DrUki wrote: So now plugging in $(*)$ we get the following(although nasty expression): $$f(n)=\left[\frac{n}{2}\right]^2\left(n-\left[\frac{n}{2}\right]\right)^2-\frac{1}{3}\left[\frac{n}{2}\right](n+1)(2\left[\frac{n+1}{2}\right]-1)$$I checked it for $n=3$ and $n=4$ and it works but i am not really sure if this was the expression they were looking on the competition, so if someone could confirm my solution i would be grateful (and of course $[r]$ is floor function) Uh..... i think it doesn't work if $n=5$ i got $\left[\frac{n^{2}}{4}\right]^{2}$

Umm well this is my idea (plss check). Every good rhombus is uniquely placed in a rectangle having even length and even breadth.We just consider midpoints of all sides and it gives us a nice rhombus .So we just have to count such rectangles with even length and breadth which are not squares.....
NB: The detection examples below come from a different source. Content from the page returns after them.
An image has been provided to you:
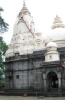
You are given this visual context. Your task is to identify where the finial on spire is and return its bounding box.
[23,0,26,6]
[52,15,65,29]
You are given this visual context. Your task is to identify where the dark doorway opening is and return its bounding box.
[47,72,58,89]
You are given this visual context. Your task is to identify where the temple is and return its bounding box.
[4,2,65,96]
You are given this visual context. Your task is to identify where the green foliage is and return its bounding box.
[0,7,9,34]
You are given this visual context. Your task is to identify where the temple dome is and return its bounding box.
[5,2,35,57]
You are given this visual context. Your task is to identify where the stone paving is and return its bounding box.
[0,96,65,100]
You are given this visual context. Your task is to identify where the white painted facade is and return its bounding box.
[45,42,60,62]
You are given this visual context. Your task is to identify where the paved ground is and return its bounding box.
[0,96,65,100]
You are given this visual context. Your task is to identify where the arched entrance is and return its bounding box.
[47,72,58,89]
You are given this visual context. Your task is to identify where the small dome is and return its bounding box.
[45,16,65,47]
[46,42,57,48]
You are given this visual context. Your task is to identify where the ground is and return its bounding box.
[0,96,65,100]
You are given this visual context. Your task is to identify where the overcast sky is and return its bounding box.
[0,0,65,44]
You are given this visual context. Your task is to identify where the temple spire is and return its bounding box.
[52,15,65,29]
[23,0,26,7]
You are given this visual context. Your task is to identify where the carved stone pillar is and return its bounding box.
[43,73,46,90]
[58,73,61,89]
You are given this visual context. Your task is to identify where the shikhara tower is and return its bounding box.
[4,2,65,96]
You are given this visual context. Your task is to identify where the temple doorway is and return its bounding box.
[47,72,58,89]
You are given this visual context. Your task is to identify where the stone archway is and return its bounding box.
[47,72,58,89]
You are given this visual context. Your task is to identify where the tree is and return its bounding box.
[0,7,9,34]
[0,7,9,86]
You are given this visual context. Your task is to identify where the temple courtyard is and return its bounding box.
[0,96,65,100]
Fix any two line segments in the grid such that one is perpendicular to one side(say AB) of the square and other is perpendicular to other side of the square and both have their endpoints on the so called 'vertices' of the grid.Also they must bisect each other. If the length of both these line segments are not of equal length, then their endpoints consistute the vertices of a unique nice rhombus.For every pair of such line segments there exists a unique rectangle having these line segments as the segments joining the midpoints of its sides. As the midpoint of the side of such a square is a vertex of the grid , such a square must have even length and breadth but must itself not be a square. So i think saurav you are right.